Heb 6:4-6 “Porque é impossível que os que já uma vez foram iluminados [Judas foi], e provaram o dom celestial [Judas provou], e se tornaram participantes do Espírito Santo [o Espírito estava com os discípulos, mas não neles]. E provaram a boa palavra de Deus [Judas não perdeu um sermão de Jesus], e as virtudes do século futuro [o poder de curar e expulsar demônios que foi dado aos outros apóstolos, foi dado a Judas também], E recaíram, sejam outra vez renovados para arrependimento; pois assim, quanto a eles, de novo crucificam o Filho de Deus, e o expõem ao vitupério”.

Repare que a passagem não fala de pessoas que realmente creram e foram salvas de seus pecados, mas apenas participantes dos privilégios do cristianismo como é hoje o cônjuge incrédulo de alguém verdadeiramente salvo. 1Co 7:14 “Porque o marido descrente é santificado pela mulher; e a mulher descrente é santificada pelo marido; de outra sorte os vossos filhos seriam imundos; mas agora são santos”.
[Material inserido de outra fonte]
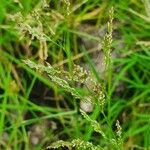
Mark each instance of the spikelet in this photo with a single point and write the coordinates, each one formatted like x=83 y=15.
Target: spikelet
x=76 y=143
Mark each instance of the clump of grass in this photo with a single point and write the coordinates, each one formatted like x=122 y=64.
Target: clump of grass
x=96 y=95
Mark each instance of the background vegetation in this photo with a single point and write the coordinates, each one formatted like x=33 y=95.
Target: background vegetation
x=34 y=112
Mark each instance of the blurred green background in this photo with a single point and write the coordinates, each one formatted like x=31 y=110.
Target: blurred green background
x=33 y=111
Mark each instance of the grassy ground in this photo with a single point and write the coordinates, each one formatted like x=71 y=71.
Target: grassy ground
x=34 y=112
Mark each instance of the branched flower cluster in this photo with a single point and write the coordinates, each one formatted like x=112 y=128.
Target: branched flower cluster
x=76 y=143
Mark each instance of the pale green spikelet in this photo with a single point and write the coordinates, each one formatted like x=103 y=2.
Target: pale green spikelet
x=76 y=143
x=96 y=126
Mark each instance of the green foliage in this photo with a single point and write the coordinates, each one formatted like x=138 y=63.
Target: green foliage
x=39 y=104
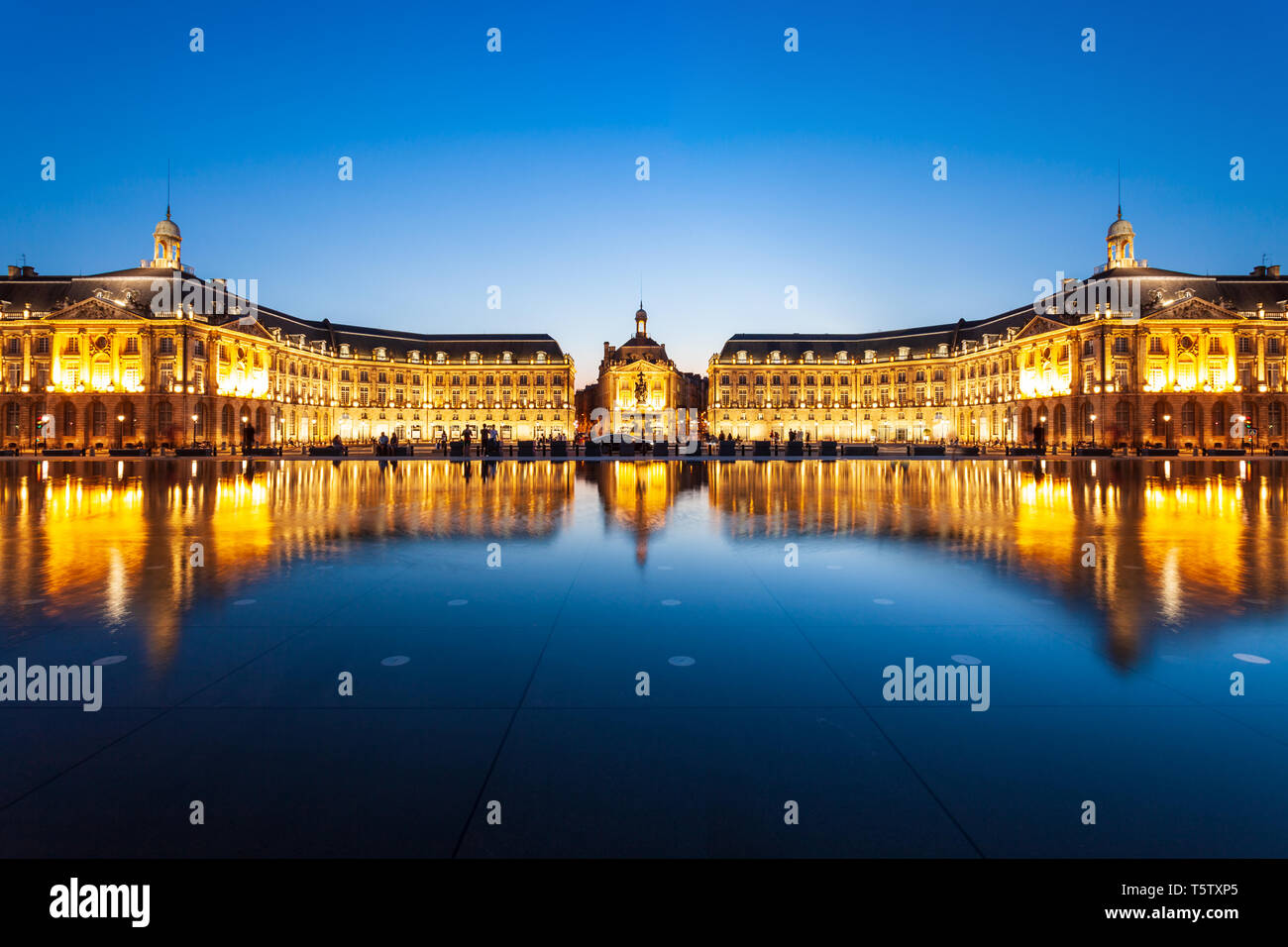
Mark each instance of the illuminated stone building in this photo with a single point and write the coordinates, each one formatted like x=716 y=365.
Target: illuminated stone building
x=1131 y=355
x=638 y=377
x=155 y=355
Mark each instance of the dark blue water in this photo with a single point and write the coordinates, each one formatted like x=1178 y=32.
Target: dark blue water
x=764 y=600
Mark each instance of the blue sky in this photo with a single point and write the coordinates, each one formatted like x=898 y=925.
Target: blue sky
x=767 y=167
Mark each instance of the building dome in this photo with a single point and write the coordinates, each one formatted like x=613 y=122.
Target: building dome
x=166 y=228
x=1121 y=228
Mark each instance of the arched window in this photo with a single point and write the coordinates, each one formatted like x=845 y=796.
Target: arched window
x=98 y=419
x=1220 y=419
x=12 y=420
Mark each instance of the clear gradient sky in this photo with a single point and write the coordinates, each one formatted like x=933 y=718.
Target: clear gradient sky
x=767 y=167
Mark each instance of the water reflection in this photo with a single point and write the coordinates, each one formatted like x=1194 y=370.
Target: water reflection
x=1175 y=545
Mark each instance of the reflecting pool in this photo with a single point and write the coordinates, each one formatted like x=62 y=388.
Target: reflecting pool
x=648 y=657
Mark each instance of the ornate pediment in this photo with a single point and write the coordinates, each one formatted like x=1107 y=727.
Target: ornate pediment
x=1039 y=325
x=645 y=367
x=94 y=308
x=1192 y=308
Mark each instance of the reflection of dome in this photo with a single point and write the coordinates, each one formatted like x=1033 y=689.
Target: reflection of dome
x=1121 y=228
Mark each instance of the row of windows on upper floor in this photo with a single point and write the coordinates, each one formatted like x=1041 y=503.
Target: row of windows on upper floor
x=166 y=344
x=884 y=377
x=1121 y=343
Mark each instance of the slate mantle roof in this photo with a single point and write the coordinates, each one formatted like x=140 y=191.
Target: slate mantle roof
x=51 y=292
x=1236 y=292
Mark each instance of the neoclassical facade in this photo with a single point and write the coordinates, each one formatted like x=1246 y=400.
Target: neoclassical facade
x=1129 y=356
x=636 y=379
x=155 y=355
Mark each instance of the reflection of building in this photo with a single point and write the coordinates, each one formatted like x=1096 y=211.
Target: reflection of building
x=1189 y=545
x=639 y=496
x=636 y=379
x=1131 y=355
x=111 y=540
x=178 y=359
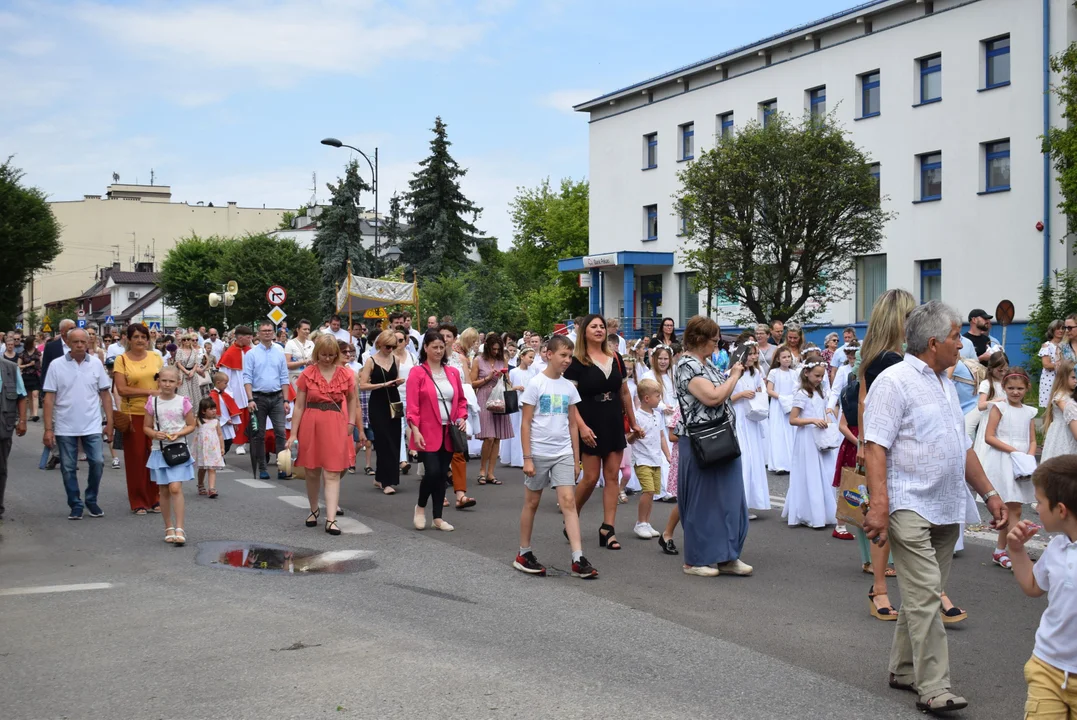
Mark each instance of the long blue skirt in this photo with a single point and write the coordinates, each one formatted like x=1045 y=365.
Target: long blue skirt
x=713 y=509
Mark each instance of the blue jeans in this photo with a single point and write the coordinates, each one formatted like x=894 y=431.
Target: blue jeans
x=69 y=466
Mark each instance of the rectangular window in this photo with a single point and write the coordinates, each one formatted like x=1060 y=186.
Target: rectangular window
x=651 y=222
x=726 y=125
x=816 y=103
x=687 y=141
x=931 y=177
x=996 y=155
x=870 y=283
x=931 y=79
x=651 y=151
x=876 y=171
x=870 y=94
x=689 y=298
x=768 y=108
x=997 y=61
x=931 y=281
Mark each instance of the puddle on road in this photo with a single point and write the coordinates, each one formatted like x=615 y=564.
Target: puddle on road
x=280 y=560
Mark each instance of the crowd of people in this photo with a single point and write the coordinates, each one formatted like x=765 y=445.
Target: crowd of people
x=929 y=417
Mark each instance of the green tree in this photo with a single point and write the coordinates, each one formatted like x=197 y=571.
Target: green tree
x=339 y=236
x=196 y=267
x=773 y=214
x=29 y=238
x=190 y=273
x=1061 y=142
x=439 y=236
x=256 y=262
x=548 y=225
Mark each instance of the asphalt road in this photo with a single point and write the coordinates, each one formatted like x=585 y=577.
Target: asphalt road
x=439 y=624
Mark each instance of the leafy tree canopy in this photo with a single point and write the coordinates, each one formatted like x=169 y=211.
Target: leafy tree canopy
x=29 y=238
x=197 y=266
x=442 y=231
x=775 y=217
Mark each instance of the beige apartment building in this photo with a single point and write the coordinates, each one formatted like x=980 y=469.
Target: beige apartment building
x=131 y=224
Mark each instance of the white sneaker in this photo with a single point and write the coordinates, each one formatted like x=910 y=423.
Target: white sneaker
x=702 y=570
x=736 y=567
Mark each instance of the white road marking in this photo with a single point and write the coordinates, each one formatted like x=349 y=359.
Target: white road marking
x=250 y=482
x=39 y=590
x=348 y=525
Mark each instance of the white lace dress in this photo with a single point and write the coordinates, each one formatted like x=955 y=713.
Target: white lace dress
x=1060 y=439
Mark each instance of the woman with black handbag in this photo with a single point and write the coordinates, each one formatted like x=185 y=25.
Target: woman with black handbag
x=710 y=483
x=380 y=377
x=436 y=413
x=168 y=418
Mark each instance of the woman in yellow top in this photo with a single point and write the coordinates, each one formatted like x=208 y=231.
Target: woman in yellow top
x=135 y=375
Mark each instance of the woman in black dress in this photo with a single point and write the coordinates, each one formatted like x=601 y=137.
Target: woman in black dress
x=604 y=401
x=380 y=378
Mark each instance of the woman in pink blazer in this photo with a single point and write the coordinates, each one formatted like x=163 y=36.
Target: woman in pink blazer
x=435 y=398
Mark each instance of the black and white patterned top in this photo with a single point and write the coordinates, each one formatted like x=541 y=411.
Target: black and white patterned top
x=691 y=410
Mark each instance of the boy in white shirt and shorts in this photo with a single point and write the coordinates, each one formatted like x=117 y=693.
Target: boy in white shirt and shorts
x=550 y=445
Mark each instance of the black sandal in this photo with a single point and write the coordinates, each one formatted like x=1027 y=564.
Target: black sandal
x=668 y=546
x=609 y=540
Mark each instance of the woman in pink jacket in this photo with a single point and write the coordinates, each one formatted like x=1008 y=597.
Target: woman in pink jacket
x=435 y=399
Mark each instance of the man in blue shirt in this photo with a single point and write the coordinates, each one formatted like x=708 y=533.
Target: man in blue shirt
x=12 y=415
x=265 y=378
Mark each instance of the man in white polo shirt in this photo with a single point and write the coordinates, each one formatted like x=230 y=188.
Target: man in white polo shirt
x=77 y=387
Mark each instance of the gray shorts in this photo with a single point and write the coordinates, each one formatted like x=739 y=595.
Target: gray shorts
x=551 y=471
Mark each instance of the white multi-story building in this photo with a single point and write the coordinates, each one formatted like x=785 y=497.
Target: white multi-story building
x=948 y=99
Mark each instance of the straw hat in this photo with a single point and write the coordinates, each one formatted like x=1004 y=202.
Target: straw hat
x=284 y=461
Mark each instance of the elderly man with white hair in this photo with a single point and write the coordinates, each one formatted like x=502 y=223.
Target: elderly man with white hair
x=918 y=459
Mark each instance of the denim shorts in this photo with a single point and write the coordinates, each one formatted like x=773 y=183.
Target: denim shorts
x=551 y=471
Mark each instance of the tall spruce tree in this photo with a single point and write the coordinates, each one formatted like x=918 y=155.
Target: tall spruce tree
x=339 y=235
x=439 y=236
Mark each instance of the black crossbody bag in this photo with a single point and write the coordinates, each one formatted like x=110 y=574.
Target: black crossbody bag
x=175 y=453
x=714 y=441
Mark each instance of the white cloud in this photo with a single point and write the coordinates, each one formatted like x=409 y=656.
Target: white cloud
x=564 y=99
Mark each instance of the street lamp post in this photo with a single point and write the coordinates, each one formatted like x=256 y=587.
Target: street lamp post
x=333 y=142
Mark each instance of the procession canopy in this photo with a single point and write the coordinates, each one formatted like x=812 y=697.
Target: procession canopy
x=361 y=294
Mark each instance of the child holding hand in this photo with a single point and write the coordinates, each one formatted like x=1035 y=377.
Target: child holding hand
x=1052 y=692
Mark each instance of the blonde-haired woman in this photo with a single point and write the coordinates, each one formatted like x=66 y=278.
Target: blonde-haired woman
x=326 y=408
x=883 y=347
x=380 y=377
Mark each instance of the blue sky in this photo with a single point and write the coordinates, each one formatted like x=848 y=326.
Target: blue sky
x=227 y=100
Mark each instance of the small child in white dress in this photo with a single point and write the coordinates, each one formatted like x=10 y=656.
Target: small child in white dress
x=1010 y=428
x=208 y=446
x=810 y=499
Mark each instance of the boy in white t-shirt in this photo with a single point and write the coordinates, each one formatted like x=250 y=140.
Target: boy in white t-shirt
x=647 y=452
x=550 y=455
x=1051 y=672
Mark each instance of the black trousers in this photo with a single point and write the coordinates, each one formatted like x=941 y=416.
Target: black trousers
x=435 y=478
x=271 y=406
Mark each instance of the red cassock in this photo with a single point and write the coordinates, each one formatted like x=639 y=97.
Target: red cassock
x=232 y=364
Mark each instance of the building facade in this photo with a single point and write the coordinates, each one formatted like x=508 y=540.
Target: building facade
x=130 y=225
x=947 y=99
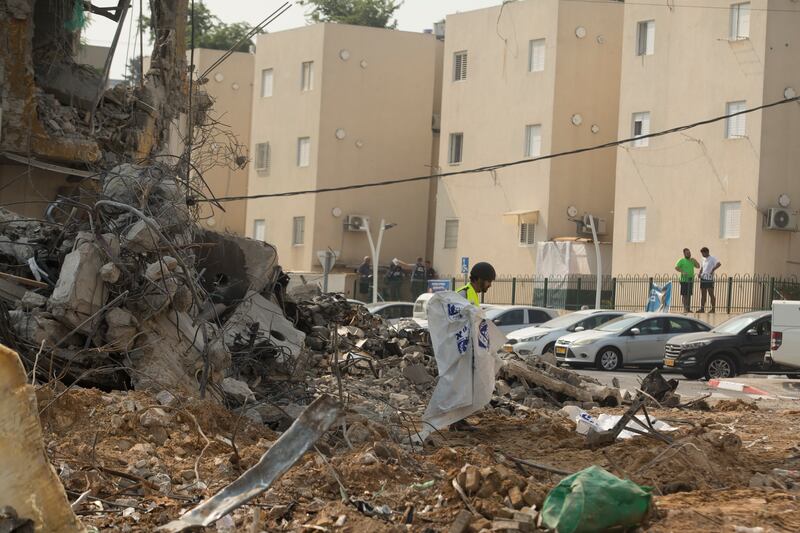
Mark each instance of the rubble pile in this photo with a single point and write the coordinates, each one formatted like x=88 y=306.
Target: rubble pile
x=127 y=291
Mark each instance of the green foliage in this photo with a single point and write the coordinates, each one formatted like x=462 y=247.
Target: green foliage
x=210 y=32
x=375 y=13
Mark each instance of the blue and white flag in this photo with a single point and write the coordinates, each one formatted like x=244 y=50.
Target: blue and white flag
x=660 y=297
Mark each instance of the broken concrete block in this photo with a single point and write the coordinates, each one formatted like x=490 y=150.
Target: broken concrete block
x=122 y=327
x=110 y=273
x=238 y=390
x=32 y=300
x=28 y=482
x=80 y=292
x=271 y=323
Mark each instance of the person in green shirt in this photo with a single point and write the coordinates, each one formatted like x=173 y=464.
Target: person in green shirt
x=686 y=266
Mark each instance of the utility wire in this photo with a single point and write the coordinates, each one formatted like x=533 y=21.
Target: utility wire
x=496 y=166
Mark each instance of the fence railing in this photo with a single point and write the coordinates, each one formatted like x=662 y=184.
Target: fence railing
x=734 y=294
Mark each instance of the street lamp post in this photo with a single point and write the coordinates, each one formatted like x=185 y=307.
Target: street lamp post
x=376 y=250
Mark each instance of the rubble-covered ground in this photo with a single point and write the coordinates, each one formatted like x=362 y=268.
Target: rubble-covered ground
x=140 y=460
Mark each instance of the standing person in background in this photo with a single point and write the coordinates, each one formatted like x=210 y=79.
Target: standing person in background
x=686 y=266
x=709 y=266
x=364 y=271
x=394 y=280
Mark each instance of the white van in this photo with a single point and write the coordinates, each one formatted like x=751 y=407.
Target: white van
x=785 y=337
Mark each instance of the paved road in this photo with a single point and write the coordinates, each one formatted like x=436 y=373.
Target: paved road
x=689 y=389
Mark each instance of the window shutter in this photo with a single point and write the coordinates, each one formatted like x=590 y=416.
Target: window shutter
x=537 y=55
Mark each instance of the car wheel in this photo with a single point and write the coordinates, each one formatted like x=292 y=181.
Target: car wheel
x=608 y=359
x=720 y=367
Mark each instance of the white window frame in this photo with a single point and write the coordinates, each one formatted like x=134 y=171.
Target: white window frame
x=536 y=55
x=298 y=231
x=260 y=229
x=303 y=152
x=533 y=140
x=267 y=80
x=307 y=76
x=740 y=22
x=527 y=234
x=642 y=117
x=451 y=226
x=460 y=60
x=730 y=220
x=646 y=37
x=637 y=224
x=736 y=127
x=263 y=161
x=456 y=156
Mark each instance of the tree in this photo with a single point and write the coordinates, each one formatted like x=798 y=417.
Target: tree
x=210 y=32
x=375 y=13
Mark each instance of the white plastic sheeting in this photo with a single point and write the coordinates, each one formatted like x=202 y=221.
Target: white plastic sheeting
x=465 y=346
x=564 y=258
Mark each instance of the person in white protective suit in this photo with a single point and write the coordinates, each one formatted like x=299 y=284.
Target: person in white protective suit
x=465 y=345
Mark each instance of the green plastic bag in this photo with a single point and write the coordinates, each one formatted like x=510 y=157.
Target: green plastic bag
x=595 y=500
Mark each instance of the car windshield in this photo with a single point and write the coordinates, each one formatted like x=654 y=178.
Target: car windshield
x=735 y=324
x=618 y=324
x=563 y=321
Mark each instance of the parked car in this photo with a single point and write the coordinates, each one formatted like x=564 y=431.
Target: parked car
x=510 y=318
x=734 y=347
x=785 y=338
x=541 y=339
x=634 y=339
x=392 y=311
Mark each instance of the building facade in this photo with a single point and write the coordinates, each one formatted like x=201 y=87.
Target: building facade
x=723 y=185
x=227 y=137
x=524 y=80
x=337 y=105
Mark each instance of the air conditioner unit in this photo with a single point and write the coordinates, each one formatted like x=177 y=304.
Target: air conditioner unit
x=781 y=219
x=585 y=228
x=356 y=223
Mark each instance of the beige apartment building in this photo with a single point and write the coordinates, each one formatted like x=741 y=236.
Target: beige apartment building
x=230 y=85
x=337 y=105
x=732 y=185
x=523 y=80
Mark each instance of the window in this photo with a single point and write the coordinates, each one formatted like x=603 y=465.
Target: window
x=730 y=218
x=298 y=231
x=460 y=66
x=527 y=233
x=451 y=233
x=641 y=126
x=307 y=77
x=740 y=21
x=536 y=55
x=533 y=140
x=646 y=38
x=637 y=224
x=654 y=326
x=735 y=127
x=303 y=151
x=259 y=229
x=263 y=161
x=266 y=83
x=456 y=148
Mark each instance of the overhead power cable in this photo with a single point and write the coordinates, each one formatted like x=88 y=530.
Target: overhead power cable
x=496 y=166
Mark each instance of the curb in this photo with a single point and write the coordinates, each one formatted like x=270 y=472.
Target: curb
x=735 y=386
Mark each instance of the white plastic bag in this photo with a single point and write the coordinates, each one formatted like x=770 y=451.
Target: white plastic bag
x=465 y=345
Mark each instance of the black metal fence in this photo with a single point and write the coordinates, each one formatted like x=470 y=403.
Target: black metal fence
x=734 y=294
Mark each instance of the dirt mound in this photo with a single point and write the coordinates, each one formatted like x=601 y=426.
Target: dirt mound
x=726 y=406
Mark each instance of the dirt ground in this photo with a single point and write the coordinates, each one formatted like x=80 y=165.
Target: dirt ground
x=141 y=461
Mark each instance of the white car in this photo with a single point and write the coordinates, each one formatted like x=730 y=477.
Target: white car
x=510 y=318
x=632 y=339
x=541 y=339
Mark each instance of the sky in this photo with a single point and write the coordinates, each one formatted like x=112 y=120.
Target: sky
x=414 y=15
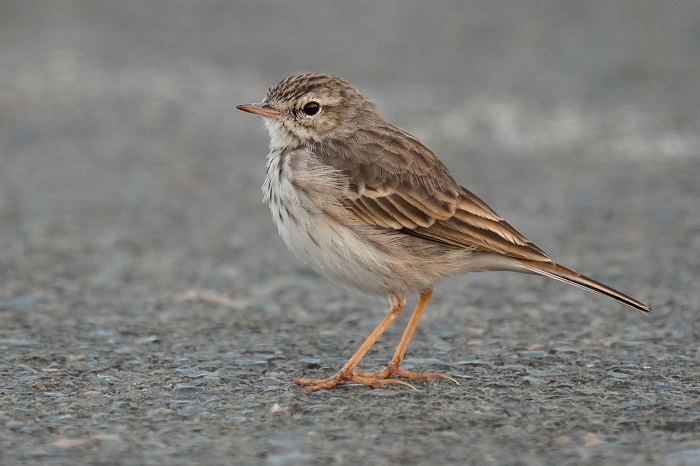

Portanto, hoje ao pregar o evangelho, você estará pregando a cristãos. Eles já foram mais que expostos ao nome de Jesus, sem muitos deles nunca terem entendido ou crido no evangelho.

É um conhecimento apenas intelectual, na maioria das vezes misturado com muitos erros herdados do catolicismo, do protestantismo e do pentecostalismo. Que erros são estes?

O primeiro que me vem à mente é a ideia absurda de que você é salvo fazendo parte de alguma igreja.

Esta ideia foi popularizada pelo catolicismo romano e mais tarde abraçada por segmentos protestantes, principalmente neopentecostais.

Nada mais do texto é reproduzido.